Stan duszy i charakter jednego z głównych naszej powieści bohaterów, Zellera, który po latach dwudziestu, wracał na stare śmieciska z odżywionemi pragnieniami młodemi — z trudnością określić się daje, pojmujemy zwykle człowieka i takim go przedstawiamy, jakby był ulanym z jednej sztuki i nie ulegał zmianom. Często dają się słyszeć zarzuty czynione artystom, że w ich charakterach brak ścisłej konsekwencyi. Niestety! jeszcze więcej zbywa na niej ludziom żywym, a malarz związany prawdą fenomenów, musi jej nawet — prawdopodobieństwo poświęcić. Alfred Zeller był właśnie jednym z tych ludzi, których życie uczyniło chwiejnymi i niepewnemi w pochodzie. — Zamknięty w sobie samym, żyjąc z tem co wyniósł z katastrofy jaka go w młodości spotkała... chwiał się teraz co miał począć. Złe i dobre popędy w nim walczyły, droga nie była jasną. Stara namiętność mówiła najsilniej i głuszyła wszystkie inne głosy.
Tylko człowiek dwadzieścia lat zamknięty w więzieniu lub w biurze, żyjący w świecie ciasno opasanym obowiązkami pracy, która na uczucia jego najmniejszego wpływu nie miała — mógł być takim, jakim się Zeller znalazł wracając w rodzinne strony.

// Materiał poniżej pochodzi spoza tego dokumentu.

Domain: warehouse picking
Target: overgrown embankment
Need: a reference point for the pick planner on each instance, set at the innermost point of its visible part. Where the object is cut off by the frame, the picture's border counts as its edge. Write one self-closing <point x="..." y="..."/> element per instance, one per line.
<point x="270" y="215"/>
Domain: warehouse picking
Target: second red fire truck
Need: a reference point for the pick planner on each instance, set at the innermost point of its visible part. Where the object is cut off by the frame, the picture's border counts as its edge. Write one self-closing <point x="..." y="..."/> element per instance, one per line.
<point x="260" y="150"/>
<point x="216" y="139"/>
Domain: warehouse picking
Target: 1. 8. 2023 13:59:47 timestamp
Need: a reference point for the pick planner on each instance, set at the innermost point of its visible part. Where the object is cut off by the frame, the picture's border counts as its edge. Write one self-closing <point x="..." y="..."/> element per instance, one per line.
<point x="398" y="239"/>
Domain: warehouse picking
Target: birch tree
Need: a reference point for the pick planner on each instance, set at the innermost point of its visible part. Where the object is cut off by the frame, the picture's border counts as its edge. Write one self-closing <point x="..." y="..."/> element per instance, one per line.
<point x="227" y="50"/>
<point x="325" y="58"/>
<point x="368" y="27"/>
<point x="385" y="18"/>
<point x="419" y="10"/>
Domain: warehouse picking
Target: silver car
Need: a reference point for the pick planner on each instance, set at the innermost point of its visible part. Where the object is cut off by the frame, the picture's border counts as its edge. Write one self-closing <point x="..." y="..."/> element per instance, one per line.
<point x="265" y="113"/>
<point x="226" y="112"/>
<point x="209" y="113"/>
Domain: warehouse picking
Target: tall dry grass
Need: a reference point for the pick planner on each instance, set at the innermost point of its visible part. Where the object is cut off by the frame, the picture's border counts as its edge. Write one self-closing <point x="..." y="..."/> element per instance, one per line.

Zrobił majątek — ale nie potrafił przerobić siebie. Wszystko z czem się wydobył z domu, zostało w nim nietknięte. Najśmieszniejszą, najdziwaczniejszą została ta miłość, anachronizm, który ani do twarzy jego, ani do wieku nie przystawał, którego się wstydził, a wyłamać z pod jego panowania nie mógł.
Przybywszy, miał jedno na myśli, upomnieć się o resztę należnego szczęścia, opłacić je, zdobyć, niemal wymusić. Dokończyć życie przed laty dwudziestu zaczęte — zamierzone, dopominające się końca. Dwie rozmowy z hrabiną, w których próbował wszelkich środków, jakie mógł znaleść, aby je sobie pozyskać — po rozstaniu z nią nie wywołały żadnego stanowczego planu. Widział się odepchniętym — czuł ból — radzić nie umiał, a wyrzec się było nad jego siły.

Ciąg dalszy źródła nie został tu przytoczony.